Valeriy Lobanovskyi went through a brain surgery and his health was rated as critical.


The press, which regularly monitored Lobanovsky's state of health, wrote that there was hope, but Valeriy Lobanovskyi had not regained consciousness.


Valeriy Lobanovskyi often referred to Total Football as "gold vein" that would be exploited for many years to come.


Valeriy Lobanovskyi insisted that the training process should be modeled, and fragments of future actions on the field should be practiced.


Valeriy Lobanovskyi is credited for bringing a scientific and analytical approach and strong emphasis on physical fitness and diet to the game.


Valeriy Lobanovskyi had the ability to get the absolute best out of the players he worked with.


Valeriy Lobanovskyi never yelled at us, nor he ever tried to 'sort things out' with anyone.


Many observers, players and managers credited Valeriy Lobanovskyi for being able to always improve as a manager.


Players were to have individual technical coaching so as to equip them better to fulfil the tasks Valeriy Lobanovskyi set them during a game; specific tactics and tasks for each player were drawn up according to the opponents; and a strategy was devised for a competition as a whole, placing each game in context by acknowledging that it is impossible for a side to maintain maximal levels over a protracted period.


Valeriy Lobanovskyi's forwards were highly versatile, being equally capable of shifting to the flanks, organizing attacks as playmakers, joining midfield in defensive formations and even dropping back to help the full-backs during spells of opponent pressure.

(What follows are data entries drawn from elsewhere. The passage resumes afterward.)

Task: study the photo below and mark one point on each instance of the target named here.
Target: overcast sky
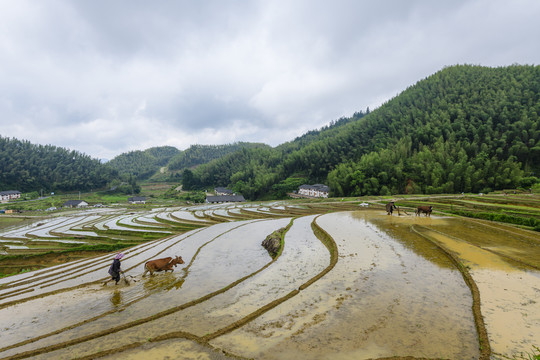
(105, 77)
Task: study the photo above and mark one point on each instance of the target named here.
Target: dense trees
(143, 164)
(465, 128)
(28, 167)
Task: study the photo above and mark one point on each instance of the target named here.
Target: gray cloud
(107, 77)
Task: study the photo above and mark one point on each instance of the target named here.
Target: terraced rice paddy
(349, 283)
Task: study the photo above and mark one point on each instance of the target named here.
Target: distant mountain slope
(143, 163)
(465, 128)
(200, 154)
(28, 167)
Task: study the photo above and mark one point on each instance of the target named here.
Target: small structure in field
(75, 204)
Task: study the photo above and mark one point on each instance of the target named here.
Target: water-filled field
(349, 283)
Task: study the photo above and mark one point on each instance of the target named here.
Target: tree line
(464, 129)
(28, 167)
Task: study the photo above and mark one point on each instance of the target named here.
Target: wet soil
(397, 288)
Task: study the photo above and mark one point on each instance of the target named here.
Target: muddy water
(381, 299)
(509, 289)
(218, 263)
(393, 292)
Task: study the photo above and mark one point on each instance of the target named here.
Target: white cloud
(107, 77)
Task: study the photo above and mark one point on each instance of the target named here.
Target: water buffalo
(424, 209)
(390, 208)
(164, 264)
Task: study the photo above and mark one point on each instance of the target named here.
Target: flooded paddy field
(349, 283)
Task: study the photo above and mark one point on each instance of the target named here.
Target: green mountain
(143, 163)
(464, 129)
(200, 154)
(27, 167)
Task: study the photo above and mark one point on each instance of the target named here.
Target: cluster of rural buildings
(317, 190)
(222, 195)
(307, 191)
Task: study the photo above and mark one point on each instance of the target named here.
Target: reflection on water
(393, 292)
(381, 299)
(116, 298)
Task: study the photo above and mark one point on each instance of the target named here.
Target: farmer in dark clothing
(115, 270)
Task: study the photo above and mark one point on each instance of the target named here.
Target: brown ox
(424, 209)
(164, 264)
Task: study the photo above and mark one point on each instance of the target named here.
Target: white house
(222, 191)
(75, 203)
(317, 190)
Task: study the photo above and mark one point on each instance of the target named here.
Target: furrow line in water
(331, 245)
(146, 247)
(490, 250)
(483, 339)
(130, 324)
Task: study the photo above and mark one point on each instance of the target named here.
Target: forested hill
(143, 163)
(463, 129)
(28, 167)
(200, 154)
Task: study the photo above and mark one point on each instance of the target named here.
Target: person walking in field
(115, 270)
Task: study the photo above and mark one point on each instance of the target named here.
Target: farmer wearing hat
(115, 270)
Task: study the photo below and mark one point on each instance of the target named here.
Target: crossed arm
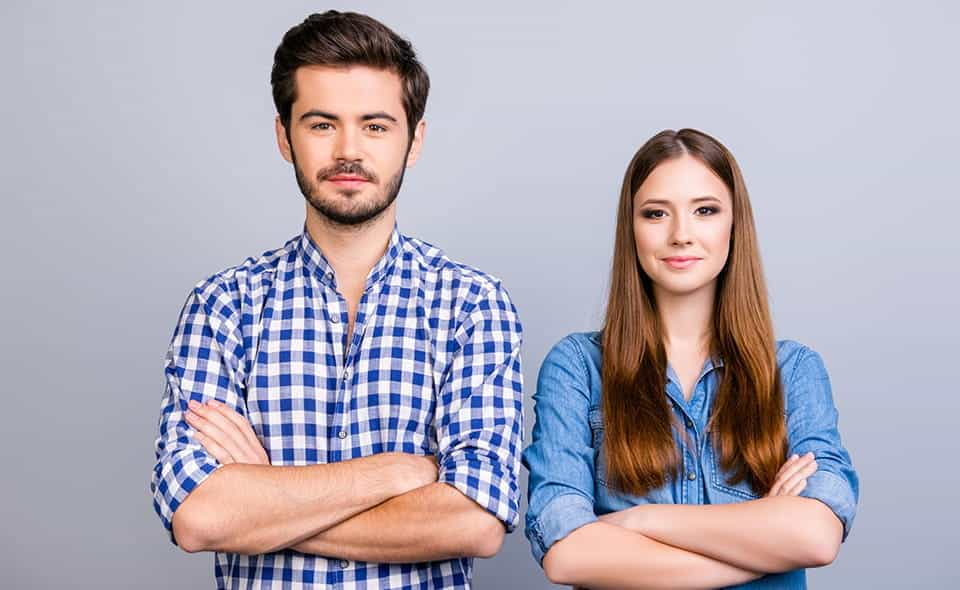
(384, 508)
(666, 545)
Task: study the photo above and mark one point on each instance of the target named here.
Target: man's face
(348, 141)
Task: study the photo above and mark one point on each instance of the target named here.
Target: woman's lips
(681, 262)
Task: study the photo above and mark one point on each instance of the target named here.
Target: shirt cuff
(834, 491)
(560, 517)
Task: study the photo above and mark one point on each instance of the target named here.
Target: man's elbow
(188, 531)
(488, 538)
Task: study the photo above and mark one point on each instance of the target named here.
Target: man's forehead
(349, 90)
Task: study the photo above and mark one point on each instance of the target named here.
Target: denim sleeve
(560, 457)
(812, 427)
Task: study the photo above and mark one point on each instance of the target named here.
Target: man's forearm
(429, 523)
(769, 535)
(601, 555)
(254, 509)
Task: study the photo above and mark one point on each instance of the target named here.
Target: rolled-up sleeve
(560, 457)
(812, 426)
(479, 414)
(201, 364)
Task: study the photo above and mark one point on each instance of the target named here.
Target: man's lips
(680, 262)
(347, 180)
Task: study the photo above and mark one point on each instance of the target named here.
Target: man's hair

Valeriy Lobanovskyi always stressed the importance of the first seconds of an attack after winning the ball, as it is in these seconds that the opposition is less ready to defend in an organized manner.

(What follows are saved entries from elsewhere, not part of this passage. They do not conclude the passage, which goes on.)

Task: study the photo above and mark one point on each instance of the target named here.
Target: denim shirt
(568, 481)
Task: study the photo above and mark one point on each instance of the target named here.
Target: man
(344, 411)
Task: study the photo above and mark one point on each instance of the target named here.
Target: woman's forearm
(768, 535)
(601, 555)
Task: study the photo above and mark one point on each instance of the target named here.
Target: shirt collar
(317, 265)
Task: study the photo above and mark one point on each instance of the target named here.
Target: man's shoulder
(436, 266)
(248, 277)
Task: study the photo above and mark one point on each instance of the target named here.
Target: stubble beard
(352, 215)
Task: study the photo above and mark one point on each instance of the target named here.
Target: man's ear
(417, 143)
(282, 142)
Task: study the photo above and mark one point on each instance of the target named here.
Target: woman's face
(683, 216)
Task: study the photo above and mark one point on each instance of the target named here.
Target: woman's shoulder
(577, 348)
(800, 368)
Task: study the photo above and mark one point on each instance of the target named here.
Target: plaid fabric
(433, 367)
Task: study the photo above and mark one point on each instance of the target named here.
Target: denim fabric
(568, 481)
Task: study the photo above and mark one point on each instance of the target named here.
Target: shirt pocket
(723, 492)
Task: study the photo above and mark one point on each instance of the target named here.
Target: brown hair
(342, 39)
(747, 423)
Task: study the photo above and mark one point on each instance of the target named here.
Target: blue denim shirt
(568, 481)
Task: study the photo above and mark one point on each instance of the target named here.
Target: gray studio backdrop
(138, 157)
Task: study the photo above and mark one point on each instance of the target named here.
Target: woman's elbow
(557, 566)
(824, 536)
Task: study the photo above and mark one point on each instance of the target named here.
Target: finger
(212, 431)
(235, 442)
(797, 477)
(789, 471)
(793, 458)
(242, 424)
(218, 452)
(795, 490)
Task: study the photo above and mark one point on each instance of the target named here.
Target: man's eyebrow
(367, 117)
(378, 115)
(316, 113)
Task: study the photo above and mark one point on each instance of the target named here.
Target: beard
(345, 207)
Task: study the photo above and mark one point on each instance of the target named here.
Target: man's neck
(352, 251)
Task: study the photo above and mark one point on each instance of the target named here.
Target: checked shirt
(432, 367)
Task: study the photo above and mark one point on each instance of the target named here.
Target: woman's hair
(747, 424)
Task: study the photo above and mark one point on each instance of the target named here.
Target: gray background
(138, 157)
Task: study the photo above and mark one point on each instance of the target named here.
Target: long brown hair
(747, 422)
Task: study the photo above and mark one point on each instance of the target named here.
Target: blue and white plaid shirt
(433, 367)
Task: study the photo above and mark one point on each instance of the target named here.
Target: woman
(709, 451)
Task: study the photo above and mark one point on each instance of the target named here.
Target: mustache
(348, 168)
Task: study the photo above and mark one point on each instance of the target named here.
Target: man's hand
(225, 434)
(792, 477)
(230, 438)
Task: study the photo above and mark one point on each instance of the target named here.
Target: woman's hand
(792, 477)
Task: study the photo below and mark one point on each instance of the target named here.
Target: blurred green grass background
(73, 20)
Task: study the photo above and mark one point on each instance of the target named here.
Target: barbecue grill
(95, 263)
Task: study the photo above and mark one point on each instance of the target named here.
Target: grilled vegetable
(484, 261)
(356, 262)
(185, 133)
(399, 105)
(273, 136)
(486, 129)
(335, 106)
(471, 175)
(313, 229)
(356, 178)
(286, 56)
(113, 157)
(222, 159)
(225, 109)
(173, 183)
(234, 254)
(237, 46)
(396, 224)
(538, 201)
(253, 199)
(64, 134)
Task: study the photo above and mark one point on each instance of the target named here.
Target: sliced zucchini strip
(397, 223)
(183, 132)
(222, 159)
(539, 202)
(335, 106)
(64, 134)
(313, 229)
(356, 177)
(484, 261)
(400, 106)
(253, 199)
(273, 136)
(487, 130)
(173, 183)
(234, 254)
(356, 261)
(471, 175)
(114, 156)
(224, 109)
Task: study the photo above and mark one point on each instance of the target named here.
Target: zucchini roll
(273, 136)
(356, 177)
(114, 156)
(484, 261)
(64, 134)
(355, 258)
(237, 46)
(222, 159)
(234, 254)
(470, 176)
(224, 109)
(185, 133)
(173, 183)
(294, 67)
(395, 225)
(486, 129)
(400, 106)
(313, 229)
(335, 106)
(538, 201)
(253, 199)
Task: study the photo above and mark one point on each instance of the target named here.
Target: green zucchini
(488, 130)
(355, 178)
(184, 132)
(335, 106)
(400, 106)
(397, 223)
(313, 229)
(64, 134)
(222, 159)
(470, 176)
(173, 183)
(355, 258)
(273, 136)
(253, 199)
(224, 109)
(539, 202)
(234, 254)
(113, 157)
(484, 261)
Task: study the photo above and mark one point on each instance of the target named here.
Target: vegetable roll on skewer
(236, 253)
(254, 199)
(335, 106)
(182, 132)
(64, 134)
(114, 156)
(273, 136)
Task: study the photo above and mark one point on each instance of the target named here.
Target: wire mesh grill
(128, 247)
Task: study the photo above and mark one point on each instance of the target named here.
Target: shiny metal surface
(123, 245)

Valeriy Lobanovskyi put meticulous attention to set-pieces both in attack and in defense.


Valeriy Lobanovskyi had Oleksiy Mykhaylychenko man-mark Holland's Ruud Gullit in the Euro 1988 final.


Valeriy Lobanovskyi was tactically versatile and would make risky changes during matches to alter the course of the game.


Valeriy Lobanovskyi insisted that a player should be able to play in more than one position.


Valeriy Lobanovskyi converted Aleksei Gerasimenko, originally a striker who had scored 46 goals in 71 games with FC Kuban Krasnodar, into a right midfielder, a right full-back, and even into a sweeper.


Valeriy Lobanovskyi had already found their replacements in Alyaksandr Khatskevich and Valentin Belkevich, and the team made an even more spectacular run next season.


In 2003, Valeriy Lobanovskyi was awarded FIFA Order of Merit, the highest honour awarded by FIFA.


Valeriy Lobanovskyi was born in Kyiv to Vasyl Mykhailovych Lobko-Lobanovsky and Oleksandra Maksymivna Boichenko.


Valeriy Lobanovskyi was married to Ada Lobanovska, the couple had a daughter named Svitlana.